A common misconception that people often have when they purchase the right of interment in a cemetery is that they have purchased the land itself, when in fact what they have really purchased is the right to be interred (also referred to as buried, entombed, enniched or placed) on or in that particular piece of property.
Burial of Casket
Most people are familiar with the concept of burial, or “interment,” but may not be aware of the variety of options that are often available. Many cemeteries offer one or more of the following:
• Ground Burial: burial of the casket below ground. A “vault” or “outer burial container” is required at most cemeteries.
• Mausoleum, or Community Mausoleum: a large building that provides above ground entombments.
• Private Family Mausoleum: a small structure that provides above-ground entombment of, on average, two to twelve decedents.
• Companion Crypt: permits two interments or entombments side-by-side.
• Private Family Estate: a small section of
a cemetery, usually bordered by gates, shrubbery, or other dividers, that allows for ground burial of several members of the same family.
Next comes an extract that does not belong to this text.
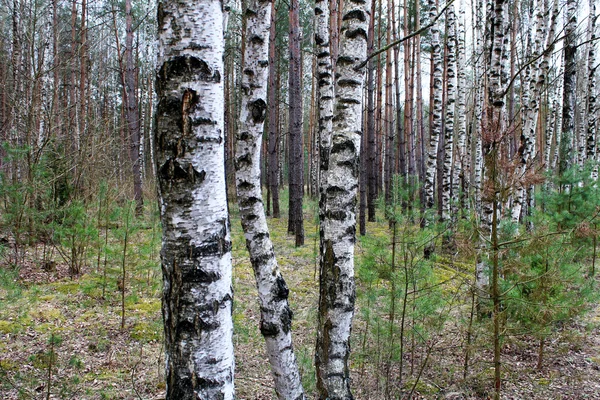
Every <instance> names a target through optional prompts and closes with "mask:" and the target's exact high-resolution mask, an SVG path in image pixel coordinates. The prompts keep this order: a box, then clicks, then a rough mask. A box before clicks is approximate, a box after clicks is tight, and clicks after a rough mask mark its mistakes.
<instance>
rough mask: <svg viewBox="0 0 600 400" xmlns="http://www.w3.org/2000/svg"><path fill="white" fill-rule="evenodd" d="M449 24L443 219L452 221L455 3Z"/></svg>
mask: <svg viewBox="0 0 600 400" xmlns="http://www.w3.org/2000/svg"><path fill="white" fill-rule="evenodd" d="M446 24H447V29H448V31H447V58H446V59H447V63H448V64H447V65H448V66H447V68H448V69H447V83H446V85H447V94H446V123H445V126H444V168H443V176H442V221H450V219H451V215H453V214H452V213H451V212H450V205H451V204H450V203H451V197H452V164H453V161H454V159H453V155H454V107H455V104H456V14H455V12H454V4H451V5H450V6H449V7H448V9H447V11H446Z"/></svg>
Burial of Cremated Remains
Many people overlook the importance of cemetery property for those who choose cremation, but permanent placement, or “final disposition,” of the ashes or “cremated remains” is an important part of final arrangements. Just consider:
• A permanent site gives loved ones a physical place for visitation and reflection.
• The ceremony accompanying the placement of an urn in a cremation niche or a cremation garden in a cemetery provides family and friends with closure after the loss of a loved one.
• When ashes of a loved one are kept with relatives, they can easily become misplaced or discarded through the years, as future generations may not feel a connection to the deceased.
• A permanent placement provides future generations with a location to visit when researching heritage.